May 3 marks World Press Freedom Day, a day designated by the United Nations to galvanize action to ensure and protect press freedom globally. It gives the opportunity to assess the state of press freedom throughout the world, defend the media from attacks on their independence, and pay tribute to journalists who have lost their lives in the line of duty, among others. In 2024, World Press Freedom Day is dedicated to the importance of journalism and freedom of expression in the context of the current global environmental crisis.
As reported by the U.N., “journalists encounter significant challenges in seeking and disseminating information on contemporary issues, such as supply-chains problems, climate migration, extractive industries, illegal mining, pollution, poaching, animal trafficking, deforestation, or climate change. Ensuring the visibility of these issues is crucial for promoting peace and democratic values worldwide.” Dis- and misinformation about environmental issues can lead to a lack of public and political support for climate action, effective policies, and the protection of vulnerable communities affected by climate change, as well as of women and girls, as climate change tends to exacerbate existing inequalities.
Reporting on environmental issues comes with high risks which go far beyond challenging the science covered by them. As reported by UNESCO, 70% of environmental journalists from 129 countries, polled in March 2024, reported experiencing attacks, threats or pressure related to their job. Of those, two in five subsequently experienced physical violence. As the UNESCO report states, at least 749 journalists and news media outlets reporting on environmental issues were targeted with murder, physical violence, detention and arrest, online harassment or legal attacks in the period 2009-2023. More than 300 attacks occurred between 2019-2023 – a 42% increase on the preceding five-year period (2014-2018). The problem is global, with attacks taking place in 89 countries in all regions of the world. UNESCO’s Observatory of Killed Journalists records the killing of at least 44 journalists investigating environmental issues over the last 15 years, of which only five have resulted in convictions – a shocking impunity rate of almost 90%.
In order to protect press freedom, the U.N. proposes a comprehensive strategy to include the need to prevent and protect against crimes committed against journalists, ensure the rights to freedom of expression, freedom of scientific research, and access to key sources of information, in addition to combating dis-/misinformation through journalism, and promote the plurality, diversity, and viability of media, especially regional, local, indigenous, and/or community-based media, among others.
These recommendations are key to press freedom, whether for environmental journalists or journalists more broadly.
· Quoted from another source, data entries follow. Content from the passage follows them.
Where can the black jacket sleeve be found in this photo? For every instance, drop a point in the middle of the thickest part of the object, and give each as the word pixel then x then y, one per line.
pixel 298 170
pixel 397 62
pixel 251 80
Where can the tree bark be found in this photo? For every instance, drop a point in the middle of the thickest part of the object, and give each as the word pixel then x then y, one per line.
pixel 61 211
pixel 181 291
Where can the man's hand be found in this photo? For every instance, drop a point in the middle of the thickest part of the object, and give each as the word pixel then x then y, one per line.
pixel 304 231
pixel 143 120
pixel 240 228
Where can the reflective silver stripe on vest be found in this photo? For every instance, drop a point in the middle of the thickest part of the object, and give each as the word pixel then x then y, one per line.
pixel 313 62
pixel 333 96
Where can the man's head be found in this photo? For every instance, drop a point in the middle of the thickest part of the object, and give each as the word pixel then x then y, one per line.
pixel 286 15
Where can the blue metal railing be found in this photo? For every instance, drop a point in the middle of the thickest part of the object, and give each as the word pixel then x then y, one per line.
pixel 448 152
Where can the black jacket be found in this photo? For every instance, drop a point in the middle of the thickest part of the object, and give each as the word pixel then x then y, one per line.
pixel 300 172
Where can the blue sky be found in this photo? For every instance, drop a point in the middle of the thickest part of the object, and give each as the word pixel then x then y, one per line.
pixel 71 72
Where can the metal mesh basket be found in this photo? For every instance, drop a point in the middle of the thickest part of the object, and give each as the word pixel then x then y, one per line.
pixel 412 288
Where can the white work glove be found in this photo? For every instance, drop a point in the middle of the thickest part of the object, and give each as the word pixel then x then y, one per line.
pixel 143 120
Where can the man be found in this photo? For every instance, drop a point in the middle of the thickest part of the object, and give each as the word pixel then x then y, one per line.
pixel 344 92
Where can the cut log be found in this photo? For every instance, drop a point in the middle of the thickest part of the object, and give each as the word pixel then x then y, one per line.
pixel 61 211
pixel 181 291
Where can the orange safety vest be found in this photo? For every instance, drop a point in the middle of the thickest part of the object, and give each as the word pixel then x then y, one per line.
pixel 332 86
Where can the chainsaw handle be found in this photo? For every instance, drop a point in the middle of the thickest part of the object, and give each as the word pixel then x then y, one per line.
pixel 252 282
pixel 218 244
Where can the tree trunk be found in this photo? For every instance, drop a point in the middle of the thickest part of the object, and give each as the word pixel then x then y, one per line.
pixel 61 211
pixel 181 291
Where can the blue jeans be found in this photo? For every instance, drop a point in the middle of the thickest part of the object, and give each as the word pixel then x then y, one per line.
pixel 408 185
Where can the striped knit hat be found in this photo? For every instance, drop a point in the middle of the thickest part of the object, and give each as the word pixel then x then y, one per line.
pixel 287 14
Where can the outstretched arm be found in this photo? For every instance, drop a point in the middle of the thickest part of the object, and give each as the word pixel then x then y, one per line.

Journalists continue to be killed globally, and very little is being done to ensure their safety. As reported by Reporters Without Borders, in 2023, at least 50 journalists were killed when performing their job. According to their data, the deadliest place for journalists in 2023 was in the Palestinian territories, where 16 deaths were counted in just the last three months of the year. The top of the list was then followed by Mexico with four deaths reported there in 2023, three in Afghanistan, three in Bangladesh, three in Lebanon, and two deaths in Cameroon, Ukraine and the Philippines, respectively.
UNESCO identified at least 65 journalists who have been killed in the line of duty in 2023. While according to UNESCO, the overall number of deaths may have been on the decrease, the number of killings in conflict zones has increased. As UNESCO stressed, “at least 38 journalists and media workers were killed in the line of work in countries in conflict in 2023, compared to 28 in 2022 and 20 in 2021. The ongoing hostilities in the Middle East were responsible for a large majority of conflict-related killings, with UNESCO having so far reported 19 killings in Palestine, 3 in Lebanon and 2 in Israel since 7 October. Afghanistan, Cameroon, Syria and Ukraine also each saw at least two killings.”
As UNESCO indicates, such attacks contribute to what it refers to as “zones of silence” opening up in many conflict zones. This has severe consequences for access to information, both for local populations and the world at large. In the words of U.N. Secretary-General António Guterres, “Without freedom of the press, there are no real democratic societies. Without freedom of the press, there is no freedom.”